Outre qu’il explique les coûts liés au manque de concurrence, le rapport souligne les progrès importants accomplis par bien des pays d’Afrique pour améliorer les politiques de concurrence. Ainsi, le nombre de pays et de communautés économiques, comme la Communauté de l’Afrique de l’Est (EAC), le Marché commun de l’Afrique orientale et australe (COMESA) et la Communauté économique des États de l’Afrique de l’Ouest (CEDEAO), qui se sont dotés de lois sur la concurrence a quasiment triplé en 15 ans. On dénombre aujourd’hui 25 autorités de concurrence opérationnelles en Afrique, et leurs budgets ont été relevés de 39 % entre 2009 et 2014.

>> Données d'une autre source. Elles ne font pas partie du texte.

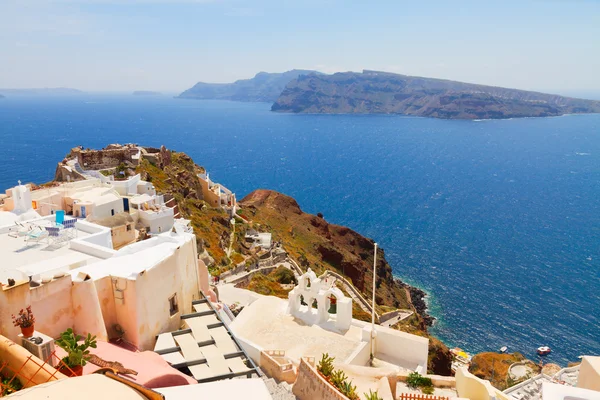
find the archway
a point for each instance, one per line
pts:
(331, 303)
(307, 283)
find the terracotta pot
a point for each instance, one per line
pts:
(28, 331)
(72, 371)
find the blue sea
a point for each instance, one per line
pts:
(499, 221)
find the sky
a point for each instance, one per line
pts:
(169, 45)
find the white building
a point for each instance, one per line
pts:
(132, 186)
(270, 323)
(81, 282)
(152, 213)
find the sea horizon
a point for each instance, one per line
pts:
(447, 200)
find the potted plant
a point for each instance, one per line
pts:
(77, 354)
(25, 321)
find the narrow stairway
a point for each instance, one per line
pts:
(279, 391)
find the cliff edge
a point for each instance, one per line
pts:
(373, 92)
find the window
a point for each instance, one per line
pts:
(173, 307)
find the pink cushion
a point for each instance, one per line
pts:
(153, 371)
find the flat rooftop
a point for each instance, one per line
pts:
(37, 257)
(266, 323)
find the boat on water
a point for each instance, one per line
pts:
(544, 350)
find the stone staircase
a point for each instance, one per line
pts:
(279, 391)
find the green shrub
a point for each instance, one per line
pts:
(338, 377)
(326, 365)
(349, 390)
(427, 389)
(416, 381)
(77, 354)
(10, 386)
(372, 395)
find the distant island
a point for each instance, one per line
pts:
(146, 93)
(373, 92)
(42, 92)
(264, 87)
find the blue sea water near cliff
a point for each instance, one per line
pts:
(499, 221)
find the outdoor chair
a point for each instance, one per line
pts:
(60, 217)
(36, 235)
(69, 227)
(55, 234)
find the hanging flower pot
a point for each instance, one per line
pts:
(27, 331)
(25, 320)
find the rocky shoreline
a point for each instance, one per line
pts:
(417, 297)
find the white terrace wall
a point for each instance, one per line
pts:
(153, 287)
(589, 373)
(312, 386)
(279, 371)
(401, 348)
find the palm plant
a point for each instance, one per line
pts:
(349, 390)
(326, 365)
(372, 395)
(338, 377)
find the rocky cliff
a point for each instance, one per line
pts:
(383, 93)
(317, 244)
(264, 87)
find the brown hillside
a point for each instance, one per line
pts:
(315, 243)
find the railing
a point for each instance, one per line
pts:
(359, 296)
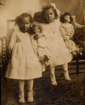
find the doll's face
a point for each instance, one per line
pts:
(24, 25)
(67, 18)
(37, 30)
(49, 15)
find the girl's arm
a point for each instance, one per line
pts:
(42, 42)
(12, 41)
(72, 31)
(62, 31)
(34, 44)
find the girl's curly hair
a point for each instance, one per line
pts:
(62, 17)
(18, 19)
(47, 8)
(34, 25)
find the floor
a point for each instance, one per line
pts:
(66, 93)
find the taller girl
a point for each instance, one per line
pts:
(59, 53)
(24, 65)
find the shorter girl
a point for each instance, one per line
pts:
(43, 51)
(24, 65)
(67, 32)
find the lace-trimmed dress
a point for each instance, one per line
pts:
(67, 32)
(24, 63)
(59, 53)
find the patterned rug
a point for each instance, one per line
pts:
(66, 93)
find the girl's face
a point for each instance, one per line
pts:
(67, 18)
(49, 15)
(36, 30)
(24, 26)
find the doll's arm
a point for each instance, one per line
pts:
(78, 25)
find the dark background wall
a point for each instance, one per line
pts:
(75, 7)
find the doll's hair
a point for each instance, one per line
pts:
(18, 19)
(62, 17)
(34, 25)
(47, 7)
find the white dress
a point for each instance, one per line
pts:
(67, 32)
(24, 64)
(59, 53)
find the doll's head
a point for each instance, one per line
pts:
(37, 28)
(49, 13)
(23, 21)
(66, 18)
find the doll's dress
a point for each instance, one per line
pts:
(43, 48)
(67, 32)
(59, 53)
(24, 64)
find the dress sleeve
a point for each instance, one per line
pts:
(62, 31)
(78, 25)
(12, 41)
(42, 42)
(34, 44)
(72, 31)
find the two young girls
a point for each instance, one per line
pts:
(24, 64)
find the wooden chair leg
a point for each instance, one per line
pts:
(77, 66)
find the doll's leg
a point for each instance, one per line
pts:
(52, 76)
(30, 90)
(66, 72)
(21, 91)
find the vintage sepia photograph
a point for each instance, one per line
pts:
(42, 52)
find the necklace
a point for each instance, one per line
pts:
(52, 27)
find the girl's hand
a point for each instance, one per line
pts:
(36, 37)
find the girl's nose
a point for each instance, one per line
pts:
(25, 25)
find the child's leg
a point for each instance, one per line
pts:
(66, 72)
(21, 91)
(53, 78)
(30, 90)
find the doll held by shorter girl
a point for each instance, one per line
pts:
(67, 32)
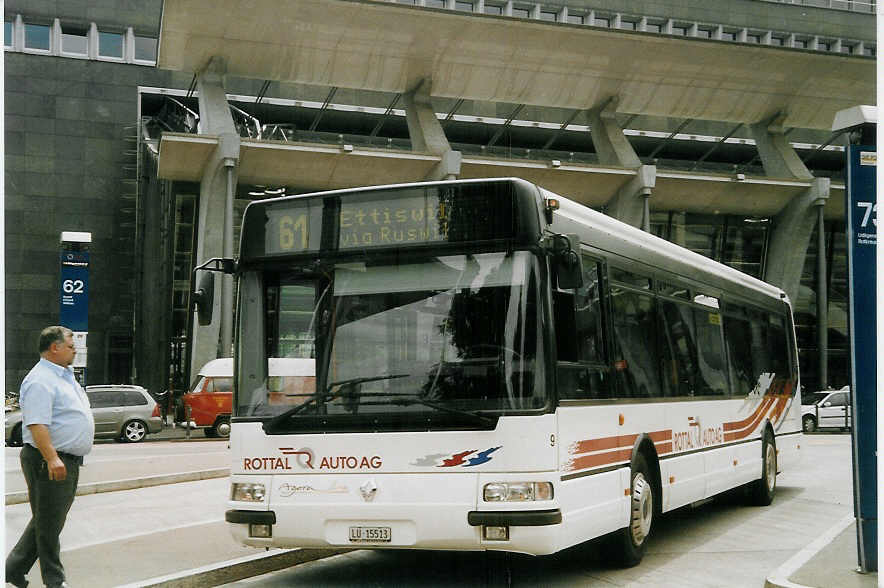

« Ces dernières années, plusieurs pays ont renforcé leurs capacités de contrôle et la mise en œuvre des lois régissant la concurrence. Par exemple, l’Afrique du Sud, l’Égypte, le Kenya et la Zambie ont récemment pris des mesures pour bloquer les accords anticoncurrentiels dans divers secteurs, explique Martha Martinez Licetti, co-auteur du rapport et économiste principal pour le pôle mondial d’expertise en Commerce et compétitivité au sein du Groupe de la Banque mondiale. Pour l’avenir, il est impératif de tenir compte des priorités pour la répartition des ressources, tout en accroissant l’efficacité des pouvoirs et outils dont disposent les autorités de concurrence, afin que la politique de concurrence gagne encore en importance dans le cadre du programme de développement. »

Les autorités de concurrence peuvent prendre des mesures supplémentaires pour renforcer leur capacité à déceler les cartels et à éviter leur formation. En appliquant des amendes et des pénalités plus élevées que les bénéfices escomptés, elles peuvent empêcher les comportements anticoncurrentiels. Même si l’amende maximum encourue par les cartels en Afrique du Sud atteint 116 millions de dollars, les amendes ne représentent en moyenne que 9 % des bénéfices d’une entreprise. Les membres des cartels ne sont donc pas incités à changer de pratiques car ils en tirent souvent des bénéfices nettement supérieurs aux amendes.

Les autorités de la concurrence peuvent également utiliser plus efficacement les outils permettant de déceler les cartels et d’effectuer des vérifications. En outre, les pays africains pourraient recourir davantage aux programmes de clémence (qui permettent au membre d’un cartel de faire des aveux, de coopérer avec les enquêteurs et de communiquer des éléments en échange de l’immunité ou d’une pénalité réduite), ainsi qu’aux lanceurs d’alerte, aux informateurs et aux perquisitions.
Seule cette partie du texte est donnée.